I succeeded very well at getting very frustrated. I knew my “craft” extraordinarily well. I knew how to break down a scene, how to root out the circumstances, objectives, superobjectives, obstacles, stakes, beats, subtext, inner monologue, backstory, moment before, moment after, secret, relationship etc. and used breathing techniques, stretching, gentle massage, sense memory, substitution, psychological gestures, animal exercises, clock exercises, blind exercises, fourth wall exercises, and more exercises and more exercises and on and on and on — I tried it. Still, I couldn’t find the art in my artform but I believed I would know it when it happened.

Where I found it wasn’t in any piece of craft or technique. Not in some trick or tool I picked up in a class or workshop. As it turns out I found it everywhere — right in front of me, around me and within me. It was in the person I was listening and speaking to, and in my surrender to the present moment. That, as I discovered, is where the extraordinary occurs.

All along I was using my craft to try and control and manipulate myself and my scene partner. I was acting at them and not with them. I had been trying to technique my way to a great performance and some kind of artistic experience. I realized that I don’t do it, it does me. My job is to create the space inside myself for creation to occur and get the hell out of the way.

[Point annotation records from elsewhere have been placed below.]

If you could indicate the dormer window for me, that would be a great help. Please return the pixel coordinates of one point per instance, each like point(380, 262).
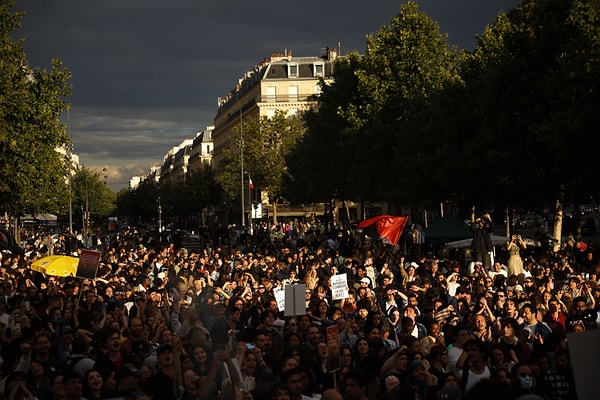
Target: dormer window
point(292, 70)
point(319, 69)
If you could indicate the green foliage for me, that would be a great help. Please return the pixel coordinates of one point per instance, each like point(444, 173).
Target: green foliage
point(365, 140)
point(267, 143)
point(32, 173)
point(91, 193)
point(416, 122)
point(180, 199)
point(532, 85)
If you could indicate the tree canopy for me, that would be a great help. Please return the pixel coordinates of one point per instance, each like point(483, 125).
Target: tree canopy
point(33, 173)
point(415, 121)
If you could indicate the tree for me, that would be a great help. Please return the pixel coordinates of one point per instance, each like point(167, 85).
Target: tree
point(267, 144)
point(32, 173)
point(319, 164)
point(533, 89)
point(368, 130)
point(91, 195)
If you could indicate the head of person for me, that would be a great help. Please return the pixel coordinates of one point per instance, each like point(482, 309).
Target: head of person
point(355, 384)
point(524, 377)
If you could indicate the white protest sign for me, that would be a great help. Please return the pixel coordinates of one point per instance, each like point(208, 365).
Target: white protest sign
point(295, 303)
point(279, 297)
point(339, 287)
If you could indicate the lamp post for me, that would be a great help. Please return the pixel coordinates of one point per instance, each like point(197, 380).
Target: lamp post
point(159, 215)
point(242, 167)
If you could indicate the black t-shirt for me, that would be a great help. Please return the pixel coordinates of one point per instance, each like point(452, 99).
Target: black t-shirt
point(160, 387)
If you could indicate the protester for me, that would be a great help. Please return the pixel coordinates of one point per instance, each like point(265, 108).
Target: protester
point(163, 322)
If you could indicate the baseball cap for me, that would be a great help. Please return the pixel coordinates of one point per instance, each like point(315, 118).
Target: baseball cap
point(67, 329)
point(140, 346)
point(164, 347)
point(450, 392)
point(125, 371)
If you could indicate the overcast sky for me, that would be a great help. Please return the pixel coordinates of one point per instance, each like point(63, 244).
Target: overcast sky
point(147, 73)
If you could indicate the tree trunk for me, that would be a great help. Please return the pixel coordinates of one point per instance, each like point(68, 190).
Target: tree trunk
point(557, 232)
point(508, 221)
point(275, 212)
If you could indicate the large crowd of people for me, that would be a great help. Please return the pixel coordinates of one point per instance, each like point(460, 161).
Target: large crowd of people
point(163, 322)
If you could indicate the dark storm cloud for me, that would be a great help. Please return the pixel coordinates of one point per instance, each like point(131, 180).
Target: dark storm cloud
point(147, 73)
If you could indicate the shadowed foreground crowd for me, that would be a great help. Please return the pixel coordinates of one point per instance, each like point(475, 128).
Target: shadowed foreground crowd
point(167, 323)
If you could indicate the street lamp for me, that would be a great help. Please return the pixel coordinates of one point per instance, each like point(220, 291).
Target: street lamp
point(159, 215)
point(242, 166)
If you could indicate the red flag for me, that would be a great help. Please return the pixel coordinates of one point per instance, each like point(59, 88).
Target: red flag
point(388, 227)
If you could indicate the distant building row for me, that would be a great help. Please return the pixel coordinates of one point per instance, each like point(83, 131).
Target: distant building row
point(279, 83)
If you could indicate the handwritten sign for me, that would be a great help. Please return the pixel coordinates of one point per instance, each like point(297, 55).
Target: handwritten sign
point(339, 287)
point(89, 260)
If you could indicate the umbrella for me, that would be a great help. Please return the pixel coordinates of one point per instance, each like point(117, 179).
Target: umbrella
point(56, 265)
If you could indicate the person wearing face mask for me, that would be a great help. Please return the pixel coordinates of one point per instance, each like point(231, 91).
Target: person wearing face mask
point(525, 383)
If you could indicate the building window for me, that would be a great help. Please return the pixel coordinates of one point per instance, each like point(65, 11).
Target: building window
point(319, 69)
point(292, 70)
point(271, 94)
point(293, 93)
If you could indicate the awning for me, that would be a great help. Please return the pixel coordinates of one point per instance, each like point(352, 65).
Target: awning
point(39, 219)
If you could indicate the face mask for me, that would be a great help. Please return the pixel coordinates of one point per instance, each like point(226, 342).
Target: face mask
point(526, 382)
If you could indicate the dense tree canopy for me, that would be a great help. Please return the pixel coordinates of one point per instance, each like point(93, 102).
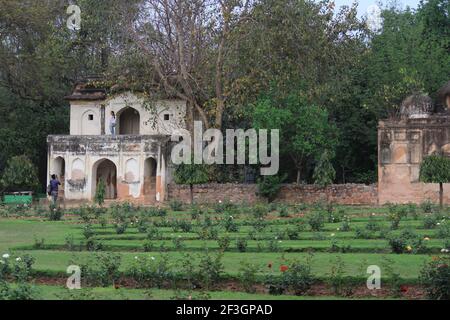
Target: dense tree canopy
point(237, 63)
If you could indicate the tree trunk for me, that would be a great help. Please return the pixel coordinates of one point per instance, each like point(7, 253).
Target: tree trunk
point(191, 189)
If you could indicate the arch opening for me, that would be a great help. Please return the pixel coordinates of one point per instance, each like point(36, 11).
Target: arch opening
point(107, 171)
point(150, 178)
point(128, 121)
point(59, 169)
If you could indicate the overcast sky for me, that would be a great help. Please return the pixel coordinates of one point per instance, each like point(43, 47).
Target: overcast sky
point(364, 4)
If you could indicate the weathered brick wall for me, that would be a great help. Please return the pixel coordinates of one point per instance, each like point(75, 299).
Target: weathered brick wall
point(290, 193)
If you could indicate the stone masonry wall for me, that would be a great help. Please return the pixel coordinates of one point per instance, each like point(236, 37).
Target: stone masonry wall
point(355, 194)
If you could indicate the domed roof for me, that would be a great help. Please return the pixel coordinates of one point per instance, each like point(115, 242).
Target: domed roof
point(443, 94)
point(416, 106)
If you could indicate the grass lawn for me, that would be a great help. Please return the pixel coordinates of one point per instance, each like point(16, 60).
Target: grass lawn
point(46, 241)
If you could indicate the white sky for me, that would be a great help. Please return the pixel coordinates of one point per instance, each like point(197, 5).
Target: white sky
point(364, 4)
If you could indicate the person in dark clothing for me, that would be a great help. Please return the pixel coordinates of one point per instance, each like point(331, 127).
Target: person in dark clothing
point(54, 183)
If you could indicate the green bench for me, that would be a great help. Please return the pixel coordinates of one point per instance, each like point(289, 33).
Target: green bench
point(25, 197)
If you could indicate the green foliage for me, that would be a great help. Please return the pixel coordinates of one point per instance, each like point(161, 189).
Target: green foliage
point(151, 271)
point(191, 174)
point(435, 278)
point(248, 276)
point(407, 242)
point(55, 213)
point(269, 186)
point(298, 277)
point(316, 220)
point(435, 169)
point(101, 269)
point(176, 205)
point(307, 131)
point(324, 173)
point(241, 244)
point(19, 175)
point(99, 197)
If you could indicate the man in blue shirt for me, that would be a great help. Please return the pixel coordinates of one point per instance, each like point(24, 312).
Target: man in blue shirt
point(54, 183)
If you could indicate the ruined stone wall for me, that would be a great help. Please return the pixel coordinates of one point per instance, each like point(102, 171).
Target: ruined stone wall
point(402, 145)
point(119, 161)
point(351, 194)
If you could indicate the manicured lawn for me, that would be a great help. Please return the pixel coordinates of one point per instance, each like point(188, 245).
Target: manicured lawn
point(46, 242)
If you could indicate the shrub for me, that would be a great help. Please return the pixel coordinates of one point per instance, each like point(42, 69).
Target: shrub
point(247, 276)
point(121, 228)
point(443, 230)
point(334, 217)
point(427, 206)
point(316, 221)
point(342, 285)
point(345, 224)
point(260, 211)
point(273, 245)
point(151, 271)
point(148, 246)
point(55, 213)
point(154, 212)
point(100, 192)
point(396, 213)
point(19, 174)
point(70, 242)
point(178, 243)
point(373, 225)
point(407, 242)
point(224, 243)
point(393, 278)
point(283, 211)
point(101, 269)
point(241, 244)
point(196, 211)
point(176, 205)
point(225, 207)
point(142, 226)
point(361, 233)
point(230, 225)
point(21, 291)
point(292, 234)
point(38, 243)
point(298, 277)
point(412, 210)
point(269, 186)
point(88, 232)
point(210, 269)
point(430, 221)
point(435, 278)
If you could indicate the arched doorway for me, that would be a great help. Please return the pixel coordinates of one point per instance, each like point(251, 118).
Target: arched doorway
point(150, 178)
point(129, 121)
point(59, 169)
point(105, 169)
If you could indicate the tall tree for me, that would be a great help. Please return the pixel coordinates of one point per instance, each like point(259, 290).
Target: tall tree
point(436, 169)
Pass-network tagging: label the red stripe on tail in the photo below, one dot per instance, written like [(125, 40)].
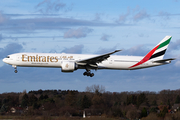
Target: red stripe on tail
[(146, 58)]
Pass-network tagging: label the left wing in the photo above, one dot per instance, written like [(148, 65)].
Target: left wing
[(164, 60), (94, 60)]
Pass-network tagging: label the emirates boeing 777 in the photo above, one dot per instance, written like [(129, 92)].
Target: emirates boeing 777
[(72, 62)]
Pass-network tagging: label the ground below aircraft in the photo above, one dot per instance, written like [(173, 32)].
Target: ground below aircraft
[(72, 62)]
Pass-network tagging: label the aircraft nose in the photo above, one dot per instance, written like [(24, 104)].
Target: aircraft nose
[(4, 60)]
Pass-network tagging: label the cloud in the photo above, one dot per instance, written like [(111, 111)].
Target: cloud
[(77, 33), (164, 15), (140, 15), (3, 18), (75, 49), (136, 14), (123, 17), (9, 49), (51, 6), (105, 37)]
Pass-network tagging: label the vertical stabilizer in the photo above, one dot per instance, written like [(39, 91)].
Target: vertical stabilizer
[(157, 53)]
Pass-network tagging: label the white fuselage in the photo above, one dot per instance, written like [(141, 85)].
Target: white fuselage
[(56, 60)]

There’s this moment in Meisner work where you find yourself in the middle of a scene and realize that you haven’t thought about yourself for the last several minutes. You were consumed by the reality of what was happening and in your commitment to discovering it, you actually did. You lived it. Selflessly. Truthfully. Until now. Because now you’re thinking about yourself, which is probably where your head has been for most of your acting life.

I cannot tell you how much I love this work that Sanford Meisner created. How transformative it is. How freeing it is.

I can’t say that every role I play is what would be considered art, but I know that I don’t think about it so much anymore. I do my best to truthfully and selflessly surrender to the moment and see what awaits there. Perhaps in that space, art lies waiting to be expressed.